Laravel Instrumentation

Instrument a Laravel application with OpenTelemetry and send traces, logs, and metrics to Maple.

This guide covers instrumenting a Laravel application to send traces and logs to Maple using the keepsuit/laravel-opentelemetry package, which wires OpenTelemetry into Laravel’s HTTP kernel, database, queue, and logging internals so you get useful spans out of the box.
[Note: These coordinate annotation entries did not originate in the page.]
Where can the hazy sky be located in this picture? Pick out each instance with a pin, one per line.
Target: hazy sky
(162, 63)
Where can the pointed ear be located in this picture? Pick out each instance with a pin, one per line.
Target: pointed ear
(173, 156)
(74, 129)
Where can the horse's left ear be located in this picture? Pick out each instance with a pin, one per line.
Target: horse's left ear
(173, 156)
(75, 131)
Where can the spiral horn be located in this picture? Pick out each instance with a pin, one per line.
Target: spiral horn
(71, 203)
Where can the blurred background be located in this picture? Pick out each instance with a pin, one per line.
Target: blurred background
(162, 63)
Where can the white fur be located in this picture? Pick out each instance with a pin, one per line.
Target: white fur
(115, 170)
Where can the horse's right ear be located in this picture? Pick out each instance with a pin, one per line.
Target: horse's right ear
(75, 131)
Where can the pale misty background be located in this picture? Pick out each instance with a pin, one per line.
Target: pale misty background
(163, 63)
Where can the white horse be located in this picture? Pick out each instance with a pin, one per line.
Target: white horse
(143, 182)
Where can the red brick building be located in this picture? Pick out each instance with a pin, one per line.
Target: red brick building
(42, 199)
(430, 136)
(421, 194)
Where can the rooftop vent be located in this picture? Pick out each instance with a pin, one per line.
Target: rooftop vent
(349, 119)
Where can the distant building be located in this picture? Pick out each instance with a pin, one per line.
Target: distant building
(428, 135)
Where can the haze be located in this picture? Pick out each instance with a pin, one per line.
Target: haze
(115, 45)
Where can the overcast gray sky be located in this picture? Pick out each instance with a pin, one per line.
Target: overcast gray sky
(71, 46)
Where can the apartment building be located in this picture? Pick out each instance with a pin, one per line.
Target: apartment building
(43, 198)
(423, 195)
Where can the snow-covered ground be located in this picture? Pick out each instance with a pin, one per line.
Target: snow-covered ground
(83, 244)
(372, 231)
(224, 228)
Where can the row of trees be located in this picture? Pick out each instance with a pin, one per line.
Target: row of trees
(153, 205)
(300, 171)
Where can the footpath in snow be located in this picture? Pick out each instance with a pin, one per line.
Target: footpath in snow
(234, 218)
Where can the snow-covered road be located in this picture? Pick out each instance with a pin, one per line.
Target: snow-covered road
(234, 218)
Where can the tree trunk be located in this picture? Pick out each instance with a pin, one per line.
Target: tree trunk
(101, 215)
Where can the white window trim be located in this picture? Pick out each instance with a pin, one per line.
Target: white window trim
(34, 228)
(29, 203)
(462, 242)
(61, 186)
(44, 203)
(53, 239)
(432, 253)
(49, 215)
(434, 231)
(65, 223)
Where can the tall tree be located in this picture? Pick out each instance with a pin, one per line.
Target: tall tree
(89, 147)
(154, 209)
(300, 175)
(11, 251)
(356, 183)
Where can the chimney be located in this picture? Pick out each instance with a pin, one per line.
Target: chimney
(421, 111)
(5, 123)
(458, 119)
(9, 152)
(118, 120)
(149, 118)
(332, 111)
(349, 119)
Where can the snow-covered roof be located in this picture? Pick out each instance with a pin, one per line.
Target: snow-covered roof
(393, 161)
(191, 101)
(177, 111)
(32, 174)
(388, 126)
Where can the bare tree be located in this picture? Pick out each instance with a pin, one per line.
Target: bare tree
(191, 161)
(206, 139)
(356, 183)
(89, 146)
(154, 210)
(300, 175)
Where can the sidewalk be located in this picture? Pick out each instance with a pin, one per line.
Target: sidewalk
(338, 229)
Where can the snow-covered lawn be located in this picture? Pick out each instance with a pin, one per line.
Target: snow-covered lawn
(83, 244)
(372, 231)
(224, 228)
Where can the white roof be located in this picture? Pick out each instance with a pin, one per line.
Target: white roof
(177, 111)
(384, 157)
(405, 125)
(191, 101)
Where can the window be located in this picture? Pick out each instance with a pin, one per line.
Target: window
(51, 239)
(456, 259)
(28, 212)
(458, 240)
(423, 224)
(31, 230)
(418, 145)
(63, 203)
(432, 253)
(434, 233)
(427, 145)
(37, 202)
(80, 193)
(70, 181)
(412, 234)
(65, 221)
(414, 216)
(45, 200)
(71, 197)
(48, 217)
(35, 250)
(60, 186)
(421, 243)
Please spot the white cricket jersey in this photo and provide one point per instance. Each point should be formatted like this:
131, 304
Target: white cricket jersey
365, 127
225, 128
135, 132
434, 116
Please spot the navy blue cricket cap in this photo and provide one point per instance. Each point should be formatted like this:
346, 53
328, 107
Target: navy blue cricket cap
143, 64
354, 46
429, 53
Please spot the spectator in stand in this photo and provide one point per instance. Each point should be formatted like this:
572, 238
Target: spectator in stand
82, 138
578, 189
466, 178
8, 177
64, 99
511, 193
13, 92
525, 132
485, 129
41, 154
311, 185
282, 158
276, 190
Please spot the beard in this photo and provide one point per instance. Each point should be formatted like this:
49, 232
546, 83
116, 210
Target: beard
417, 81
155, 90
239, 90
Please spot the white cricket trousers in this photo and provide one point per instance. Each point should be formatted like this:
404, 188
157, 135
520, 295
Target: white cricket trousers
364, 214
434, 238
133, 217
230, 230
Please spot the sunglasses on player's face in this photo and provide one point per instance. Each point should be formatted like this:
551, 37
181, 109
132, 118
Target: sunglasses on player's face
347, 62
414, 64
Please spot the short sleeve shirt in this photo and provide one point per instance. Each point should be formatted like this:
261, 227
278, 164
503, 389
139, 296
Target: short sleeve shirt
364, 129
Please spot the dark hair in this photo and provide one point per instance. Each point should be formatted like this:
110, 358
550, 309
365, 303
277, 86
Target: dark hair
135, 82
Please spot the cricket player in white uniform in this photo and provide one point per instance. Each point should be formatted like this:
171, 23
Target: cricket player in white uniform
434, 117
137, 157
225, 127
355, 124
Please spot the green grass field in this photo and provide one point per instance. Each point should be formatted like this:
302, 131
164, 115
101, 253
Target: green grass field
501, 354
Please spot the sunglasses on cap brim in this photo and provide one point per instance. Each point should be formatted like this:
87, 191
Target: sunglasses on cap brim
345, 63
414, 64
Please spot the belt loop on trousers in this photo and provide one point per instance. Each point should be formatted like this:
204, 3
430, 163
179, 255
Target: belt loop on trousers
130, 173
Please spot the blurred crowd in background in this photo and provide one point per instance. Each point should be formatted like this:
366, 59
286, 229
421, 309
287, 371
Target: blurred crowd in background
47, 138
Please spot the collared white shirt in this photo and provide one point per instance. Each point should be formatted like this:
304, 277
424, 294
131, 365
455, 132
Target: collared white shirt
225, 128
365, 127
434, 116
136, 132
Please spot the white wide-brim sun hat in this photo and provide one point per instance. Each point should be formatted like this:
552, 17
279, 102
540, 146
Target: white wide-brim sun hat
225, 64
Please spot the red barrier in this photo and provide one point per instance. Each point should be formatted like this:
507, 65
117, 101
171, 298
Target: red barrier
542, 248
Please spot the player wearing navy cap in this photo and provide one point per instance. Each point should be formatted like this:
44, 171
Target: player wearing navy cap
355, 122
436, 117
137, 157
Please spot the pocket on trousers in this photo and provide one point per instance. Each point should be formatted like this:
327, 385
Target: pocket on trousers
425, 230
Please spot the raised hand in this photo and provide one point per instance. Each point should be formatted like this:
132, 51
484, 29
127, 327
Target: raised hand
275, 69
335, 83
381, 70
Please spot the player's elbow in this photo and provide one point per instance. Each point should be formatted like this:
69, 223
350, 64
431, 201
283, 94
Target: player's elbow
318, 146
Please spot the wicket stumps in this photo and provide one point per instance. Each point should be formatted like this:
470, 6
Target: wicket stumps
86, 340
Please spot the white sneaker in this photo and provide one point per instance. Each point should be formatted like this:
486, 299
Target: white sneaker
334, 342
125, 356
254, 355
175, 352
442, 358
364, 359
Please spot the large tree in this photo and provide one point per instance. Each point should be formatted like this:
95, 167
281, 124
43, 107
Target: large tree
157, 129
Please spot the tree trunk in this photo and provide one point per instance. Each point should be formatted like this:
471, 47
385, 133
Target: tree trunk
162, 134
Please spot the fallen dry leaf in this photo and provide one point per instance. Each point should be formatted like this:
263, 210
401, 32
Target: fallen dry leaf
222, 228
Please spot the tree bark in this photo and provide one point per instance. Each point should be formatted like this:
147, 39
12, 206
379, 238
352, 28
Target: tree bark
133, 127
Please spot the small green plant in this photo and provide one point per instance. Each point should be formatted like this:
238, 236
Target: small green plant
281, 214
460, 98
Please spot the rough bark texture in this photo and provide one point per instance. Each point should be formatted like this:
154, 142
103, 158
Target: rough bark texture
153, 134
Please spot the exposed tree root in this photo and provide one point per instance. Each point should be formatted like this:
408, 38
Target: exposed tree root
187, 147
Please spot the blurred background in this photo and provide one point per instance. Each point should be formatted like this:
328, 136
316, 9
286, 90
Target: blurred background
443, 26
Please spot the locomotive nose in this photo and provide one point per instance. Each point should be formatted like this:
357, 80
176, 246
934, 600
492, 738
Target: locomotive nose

Run this with Claude Code: maple-onboard walks every service in the repo, installs OpenTelemetry, and verifies the bootstrap end-to-end. See the maple-onboard skill. Already instrumented? maple-audit reviews the existing setup against Maple’s conventions and fixes gaps — see the maple-audit skill.

Prerequisites

  • PHP 8.1+ and Laravel 10, 11, or 12
  • Composer
  • A Maple project with an API key (or use the MAPLE_TEST placeholder while pairing — see below)

Install Dependencies

composer require keepsuit/laravel-opentelemetry

Publish the config so you can toggle individual instrumentations later:

php artisan vendor:publish \
  --provider="Keepsuit\LaravelOpenTelemetry\LaravelOpenTelemetryServiceProvider" \
  --tag="opentelemetry-config"

This installs the OpenTelemetry SDK and the OTLP/HTTP exporter as transitive dependencies. No code changes are required to start — the package auto-registers its middleware and instrumentation via a service provider.

Configure the SDK

The package is configured entirely through standard OpenTelemetry environment variables. Point it at Maple’s ingest endpoint and pass your ingest key as an Authorization: Bearer header:

# .env
OTEL_SERVICE_NAME=my-laravel-app

OTEL_TRACES_EXPORTER=otlp
OTEL_LOGS_EXPORTER=otlp

OTEL_EXPORTER_OTLP_ENDPOINT=https://ingest.maple.dev
OTEL_EXPORTER_OTLP_PROTOCOL=http/json
OTEL_EXPORTER_OTLP_TRACES_HEADERS="Authorization=Bearer MAPLE_TEST"
OTEL_EXPORTER_OTLP_LOGS_HEADERS="Authorization=Bearer MAPLE_TEST"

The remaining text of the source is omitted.